In our study, patients were all boys admitted to the pediatric ward. No cases of oligoanuria were seen, which is not surprising in pediatric patients (14). At the onset of severe intravascular hemolysis, the blood smears of 2 children were negative for malaria; parasitemia was low in the others. These findings agree with the definition of BWF as being characterized by scanty or absent parasitemia (4,6,9). We were unable to determine G6PD levels in our patients, which is a major limitation of our study. However, in view of the overlap between malaria, quinine administration, and G6PD deficiency, the hemoglobinuria triggered by this deficiency should not be seen as a separate syndrome (10).
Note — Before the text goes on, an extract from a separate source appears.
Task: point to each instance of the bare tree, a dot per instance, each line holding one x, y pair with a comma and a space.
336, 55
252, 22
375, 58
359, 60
The management of our cases included 3 components: First, treatment with parenteral (intramuscular) artemether (3.2 mg/kg on day 1, then 1.6 mg/kg from days 2 to 5) after stopping quinine, according to recent trends in the literature (3–5). Artemisinin derivates have not been implicated in BWF episodes unless given in combination with mefloquine (8). Second, blood transfusion for severe anemia was performed according to the above described hospital policy. And finally, a short course of corticosteroid therapy was administered.
Our experience suggests the need to review the definition of BWF since the syndrome affects not only adult expatriates but also African children. All reported African children with cases of BWF had frequently received oral quinine therapy. African adults seem to be only occasionally affected. This finding suggests that BWF occurs in nonimmune persons or those who have not yet gained immunity. This statement is supported by the lack of cases in adults cured in the same hospital.
To reduce hemolysis, we treated BWF with corticosteroids, even though this step is not recommended by the World Health Organization. Our reasoning was that the phenomenon could be related to immune mechanisms in quinine-sensitized erythrocytes (14).
The influence of quinine seems to be an important factor in the pathogenesis of BWF. Other amino-alcohol drugs such as mefloquine or halofantrine have never been used intensively in Africa, principally because they are expensive. When policy changes lead to less use of oral quinine, BWF syndrome tends to disappear. Further similar reports from other areas in the African continent that would confirm our findings could have important implications on national policies for treating malaria in African children.
Dr. Gobbi is a specialist in infectious diseases at Turin University in Italy. Much of his research has been conducted in African countries (Burundi, Kenya, Democratic Republic of Congo, Uganda, Mozambique). His primary research interests are tropical diseases, in particular, malaria.
We thank Mr. Bernard and the entire staff of the pediatric ward of Kiremba Hospital.